Photo : Radio-Canada / Michel Picard

Pour le moment, rien ne protège spécifiquement les maisons de type « shoebox » à Montréal. Elles ne sont plus que quelques centaines aux quatre coins de la ville et seront amenées, peu à peu, à disparaître si rien n'est fait pour les protéger. Fannie Bussière McNicoll dresse un portrait de la situation.

Ces petites maisons ouvrières qui se retrouvent souvent coincées entre deux immeubles sont très convoitées pour être démolies puis transformées en immeuble en copropriété.

Pour David Hanna, professeur associé au Département d'études urbaines et touristiques de l'Université du Québec à Montréal, il demeure important de préserver ces bâtiments en raison de leur valeur patrimoniale.

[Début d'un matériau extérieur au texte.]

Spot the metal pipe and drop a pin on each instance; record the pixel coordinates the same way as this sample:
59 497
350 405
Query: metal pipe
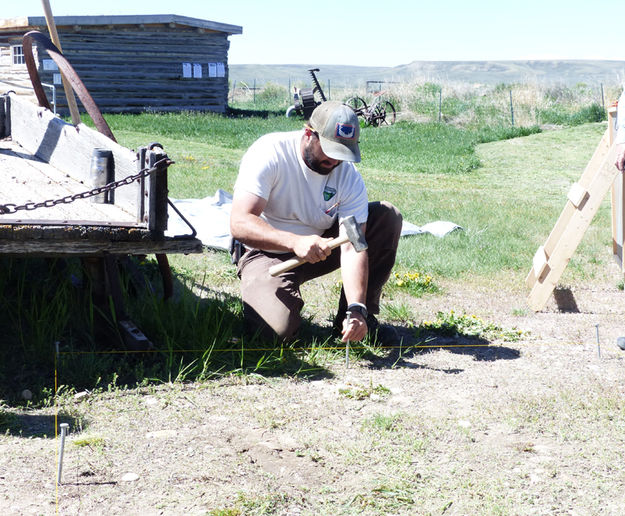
64 429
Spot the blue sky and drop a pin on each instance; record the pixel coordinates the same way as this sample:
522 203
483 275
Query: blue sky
387 32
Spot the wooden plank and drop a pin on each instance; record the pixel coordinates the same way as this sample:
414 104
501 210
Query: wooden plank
64 247
572 234
69 148
569 209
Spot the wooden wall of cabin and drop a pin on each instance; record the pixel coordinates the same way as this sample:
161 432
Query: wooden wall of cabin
135 70
13 77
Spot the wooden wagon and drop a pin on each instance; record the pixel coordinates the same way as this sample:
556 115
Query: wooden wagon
70 191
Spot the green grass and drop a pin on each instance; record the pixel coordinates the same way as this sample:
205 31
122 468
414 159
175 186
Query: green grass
505 193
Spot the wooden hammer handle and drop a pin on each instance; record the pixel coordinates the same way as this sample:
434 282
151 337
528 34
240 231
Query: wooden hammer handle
294 262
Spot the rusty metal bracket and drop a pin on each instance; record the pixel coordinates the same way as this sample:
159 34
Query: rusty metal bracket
68 71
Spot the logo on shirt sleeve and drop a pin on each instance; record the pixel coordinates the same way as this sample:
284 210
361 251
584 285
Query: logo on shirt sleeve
328 193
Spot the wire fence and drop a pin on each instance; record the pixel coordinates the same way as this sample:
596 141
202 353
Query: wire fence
460 104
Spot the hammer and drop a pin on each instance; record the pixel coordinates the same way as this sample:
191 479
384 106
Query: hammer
352 234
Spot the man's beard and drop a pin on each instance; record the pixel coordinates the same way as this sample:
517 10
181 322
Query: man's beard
321 166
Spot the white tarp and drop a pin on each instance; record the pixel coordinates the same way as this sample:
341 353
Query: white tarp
210 217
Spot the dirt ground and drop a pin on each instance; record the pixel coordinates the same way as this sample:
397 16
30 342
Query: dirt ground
535 426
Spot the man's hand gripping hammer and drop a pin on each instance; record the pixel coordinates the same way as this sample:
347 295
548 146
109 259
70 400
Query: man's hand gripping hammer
353 234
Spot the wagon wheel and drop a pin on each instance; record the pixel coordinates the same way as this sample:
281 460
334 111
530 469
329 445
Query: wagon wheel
357 104
383 114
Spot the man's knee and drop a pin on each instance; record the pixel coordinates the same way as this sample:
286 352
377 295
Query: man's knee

Il y a un préjugé culturel contre ces maisons. Elles sont vues comme sans valeur parce qu'elles ne sont pas bourgeoises. C'est un préjugé culturel triste, je trouve, qu'on dénigre l'architecture ouvrière.

David Hanna, professeur associé à l'UQAM au Département d'études urbaines et touristiques

Dans certains quartiers comme celui de Rosemont, les propriétaires doivent démontrer que la maison n'est plus sécuritaire avant d'obtenir un permis de démolition.